When I lost my phone, I naturally gave up all hope of ever getting it back, convinced that even if someone finds it, the possibility of getting it back was dim. Yet, contrary to this ‘natural’ line of negative thoughts, I got it back. An unknown voice rang me up. In three more successive calls, I realised that I was going to get back my phone that I had lost the previous day. I had accidentally dropped it in front of my flat and when I came back to look for it after quite some time had passed, it was gone.
The man who gave it back to me is the driver of a gentleman who lives on the second floor of my building. He performed the most simple and yet the most difficult act. He proved his human worth. He could have decided to not pick the phone up and let it be crushed by some car. But he chose to take the trouble to return it. It was a choice which altered little, but important, things.

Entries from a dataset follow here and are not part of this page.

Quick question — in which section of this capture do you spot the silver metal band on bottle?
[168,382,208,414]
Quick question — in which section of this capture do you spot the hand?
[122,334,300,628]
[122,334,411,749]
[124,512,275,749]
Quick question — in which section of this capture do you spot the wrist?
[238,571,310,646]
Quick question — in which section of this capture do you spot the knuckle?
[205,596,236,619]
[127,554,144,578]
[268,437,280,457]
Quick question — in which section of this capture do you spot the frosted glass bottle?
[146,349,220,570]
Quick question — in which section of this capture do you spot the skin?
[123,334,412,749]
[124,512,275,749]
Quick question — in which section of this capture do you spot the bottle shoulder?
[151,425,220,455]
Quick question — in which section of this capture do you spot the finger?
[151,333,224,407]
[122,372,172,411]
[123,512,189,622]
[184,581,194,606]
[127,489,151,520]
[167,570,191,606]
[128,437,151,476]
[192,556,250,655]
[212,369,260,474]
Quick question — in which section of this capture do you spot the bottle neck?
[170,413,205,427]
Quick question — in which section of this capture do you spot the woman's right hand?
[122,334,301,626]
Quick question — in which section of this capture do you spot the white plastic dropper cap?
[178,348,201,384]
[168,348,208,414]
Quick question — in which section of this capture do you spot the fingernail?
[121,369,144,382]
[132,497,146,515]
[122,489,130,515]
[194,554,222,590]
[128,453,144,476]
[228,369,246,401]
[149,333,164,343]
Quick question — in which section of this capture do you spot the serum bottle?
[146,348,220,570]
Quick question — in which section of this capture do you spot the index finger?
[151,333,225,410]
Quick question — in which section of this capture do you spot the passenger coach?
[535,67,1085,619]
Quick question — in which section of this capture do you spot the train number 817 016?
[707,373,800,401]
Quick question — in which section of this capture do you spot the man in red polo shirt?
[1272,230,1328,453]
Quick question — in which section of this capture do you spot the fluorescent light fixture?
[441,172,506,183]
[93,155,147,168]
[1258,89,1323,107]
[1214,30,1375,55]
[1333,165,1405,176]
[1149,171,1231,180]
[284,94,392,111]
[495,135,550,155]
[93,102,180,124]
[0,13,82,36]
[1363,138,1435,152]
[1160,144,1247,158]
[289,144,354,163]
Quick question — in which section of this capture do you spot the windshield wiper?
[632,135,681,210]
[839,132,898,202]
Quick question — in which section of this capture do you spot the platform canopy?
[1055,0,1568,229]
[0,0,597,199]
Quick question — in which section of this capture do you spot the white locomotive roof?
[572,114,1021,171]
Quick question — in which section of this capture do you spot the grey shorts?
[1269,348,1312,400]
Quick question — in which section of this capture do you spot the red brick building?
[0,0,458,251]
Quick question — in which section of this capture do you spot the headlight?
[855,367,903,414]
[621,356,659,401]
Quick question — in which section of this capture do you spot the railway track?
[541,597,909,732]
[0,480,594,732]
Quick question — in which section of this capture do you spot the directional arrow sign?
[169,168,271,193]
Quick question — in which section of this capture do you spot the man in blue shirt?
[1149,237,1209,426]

I didn’t have enough words to thank him. He quickly left on his motorcycle. In fact, I couldn’t hide my blush at shamelessly fumbling the ‘oshesh dhonnyobaad’ (Thank you very much). It seemed strangely inadequate. Yet, language offers us only this much. And it reinforced my belief that perhaps, the root cause of this mounting horror and barbarity lies in our inability to simply be human; to obtain that essential consciousness that differentiates us from ‘beasts’.
It is alright to err and slip. But to do good to ourselves, we need to reach out with this gesture of being simply human. To rectify, examine, recognise our errors and lead a life that involves questioning what we are and who we are. And we do this for ourselves.
Hope is struggling against this overpowering darkness. Hope in the form of students relentlessly struggling to keep alive this spirit of questioning, this refusal to live in obstinate complacency and easy reverence of outmoded and dangerous ideas of morality. Hope in the form of relief workers in the war-battered Middle East, in Palestine, Syria, and Libya. Hope in the teacher who chose the taste of bullet wounds to save his students in Pakistan. Hope in the form of all those Good Samaritans who spent nights pulling out half dead, bloodied bodies from under the wreckage of the Vivekananda flyover. Hope in the form of all those who leave the comfort of their warm hearths and fireplaces to make small or big changes.
The fight is visibly ‘silly’ because the darkness is formidable. But here the fight is not simply one against one equation of good and evil. This world is much more complex than reductionist definitions. But it can ultimately be boiled down to an internal battle of choice. And all those who are consciously giving hell to others, or living lives that are stagnant no-lives, are trudging their way to an end that shall stare back at them one day and utter, “You had one chance. You nicely spoiled it.”
We have one life and we must do justice to ourselves. There might be no God to judge us, no book of virtues and sins, and no Judgement drama either. We have what we have, here and now, this good minute.